Arguments. [agentName=...] [positiveTasks={2|3|4}] [negativeTasks={1|2}] [smokeModel=claude-sonnet-4.6]

Interactivity. Interactive. Pauses for approval before writing the eval directory and before running the smoke trial.

Output. A new .github/evals/agents/<agent>/ directory with eval.yaml, a mirrored <agent>.agent.md, positive tasks (hybrid trigger + answer_quality graders), a trigger-only negative task, and an off-topic refusal task. The smoke trial prints per-task pass / fail and an aggregate score.

Out of scope. Does not edit the canonical .github/agents/<agent>.agent.md (use /agent-improve for that), does not run readiness checks (use /agent-promote after the agent has matured), and does not touch manifest.yaml.

Cost. ≈ 6–9 premium requests per invocation: 1 × len(tasks) for the smoke trial (default 4) plus per-task LLM-judge calls.

Use when. You've authored or refactored an .agent.md that has no companion eval suite and you want a guarded path from zero to a working agent eval directory.

skill-bench​

Description. Cross-model benchmark for a single skill: runs waza eval once per model, captures results, compares with waza compare, and prints a one-line winner summary.

Arguments. [skillName=...] [models=claude-sonnet-4.6,gpt-5.4,gpt-5-codex,claude-opus-4.6]

Interactivity. Non-interactive once skillName is supplied. Prompts for the name if omitted.

Output. A waza compare table (per-model aggregate score, success rate, latency, premium requests) plus a one-line winner.

Use when. You want to know which model handles a skill best — for example, before promoting a skill or after editing the SKILL.md substantially.

agent-bench​

Description. Same as skill-bench but targets a custom agent (under .github/evals/agents/<name>/).

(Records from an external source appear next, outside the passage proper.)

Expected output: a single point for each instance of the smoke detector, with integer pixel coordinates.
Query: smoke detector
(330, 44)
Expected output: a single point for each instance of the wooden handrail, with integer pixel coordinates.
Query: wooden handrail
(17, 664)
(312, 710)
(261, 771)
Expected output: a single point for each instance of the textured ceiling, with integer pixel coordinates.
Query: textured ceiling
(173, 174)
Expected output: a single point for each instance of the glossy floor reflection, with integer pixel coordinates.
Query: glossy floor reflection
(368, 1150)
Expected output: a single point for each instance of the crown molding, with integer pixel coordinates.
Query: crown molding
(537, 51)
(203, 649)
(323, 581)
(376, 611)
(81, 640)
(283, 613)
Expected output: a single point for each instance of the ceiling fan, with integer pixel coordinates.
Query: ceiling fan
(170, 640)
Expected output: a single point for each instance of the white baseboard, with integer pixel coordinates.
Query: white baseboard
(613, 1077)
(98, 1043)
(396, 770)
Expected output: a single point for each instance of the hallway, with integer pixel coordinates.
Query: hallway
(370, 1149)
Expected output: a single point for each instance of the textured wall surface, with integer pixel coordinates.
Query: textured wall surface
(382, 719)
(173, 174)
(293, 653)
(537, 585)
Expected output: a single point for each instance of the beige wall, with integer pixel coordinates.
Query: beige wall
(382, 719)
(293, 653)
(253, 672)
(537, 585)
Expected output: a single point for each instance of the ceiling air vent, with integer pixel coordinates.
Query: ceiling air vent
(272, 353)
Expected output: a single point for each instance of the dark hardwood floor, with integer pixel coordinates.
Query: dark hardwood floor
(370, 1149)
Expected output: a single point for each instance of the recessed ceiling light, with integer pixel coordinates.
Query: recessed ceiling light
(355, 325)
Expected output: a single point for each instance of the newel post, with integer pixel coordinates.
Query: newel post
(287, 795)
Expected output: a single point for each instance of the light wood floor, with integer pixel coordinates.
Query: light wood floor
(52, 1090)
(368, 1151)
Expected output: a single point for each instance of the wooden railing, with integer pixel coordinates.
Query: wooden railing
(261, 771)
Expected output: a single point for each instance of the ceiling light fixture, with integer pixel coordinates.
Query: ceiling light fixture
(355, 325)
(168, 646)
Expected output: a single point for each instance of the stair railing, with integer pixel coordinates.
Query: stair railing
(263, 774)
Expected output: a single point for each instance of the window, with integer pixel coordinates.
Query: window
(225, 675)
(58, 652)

Arguments. [agentName=...] [models=claude-sonnet-4.6,gpt-5.4,gpt-5-codex,claude-opus-4.6]

Use when. Sweeping the model field for an agent. Pair with /agent-promote once the winner is clear.

skill-improve​

Description. Local feedback loop for a single skill: baseline → audit → propose edits → apply (with approval) → re-rank via waza compare. Optionally loops up to 3 rounds for deeper refinement.

Arguments. [skillName=...] [iterations={1|2|3}] [rescoreQuality={true|false}]

Interactivity. Interactive. After each proposed edit you approve, reject, or amend.

Output. A per-round diff plus updated comparison table. The skill file is modified in place when you approve.

Use when. A skill scored below the pilot promotion bar and you want a guided revision loop instead of hand-editing.

agent-improve​

Description. Same as skill-improve, applied to .github/agents/<name>.agent.md. Also re-syncs the eval-directory mirror (.github/evals/agents/<name>/<name>.agent.md) after every approved edit.

Arguments. [agentName=...] [iterations={1|2|3}] [rescoreQuality={true|false}]

Use when. An agent's persona-lock leaks, off-topic refusals are weak, or trigger precision is below threshold.

skill-promote​

Description. Assess whether a skill in the expanded eval tier is ready to graduate to pilot (full 4-model fan-out). Runs the eval suite, checks against numeric promotion criteria, and prints a graduation report.

Arguments. [skillName=...]

Output. A PROMOTE / BLOCK verdict with the specific criterion that gated the decision (e.g. success_rate < 0.85 on gpt-5.4). When PROMOTE, it suggests the manifest.yaml patch.

Use when. A skill has been stable in expanded for a few PRs and you're considering moving it to pilot.

agent-promote​

Description. Assess whether a custom agent is production-ready: runs the eval suite across pilot-tier models, checks against numeric readiness criteria, and prints a graduation report.

Arguments. [agentName=...] [models=claude-sonnet-4.6,gpt-5.4,gpt-5-codex,claude-opus-4.6]

Output. A readiness verdict per criterion (persona-lock, off-topic refusal rate, trigger precision, budget compliance, answer-quality threshold) and an overall GO / NO-GO.

Use when. Before flipping an agent's user-invocable: true for the first time, or before announcing it to users.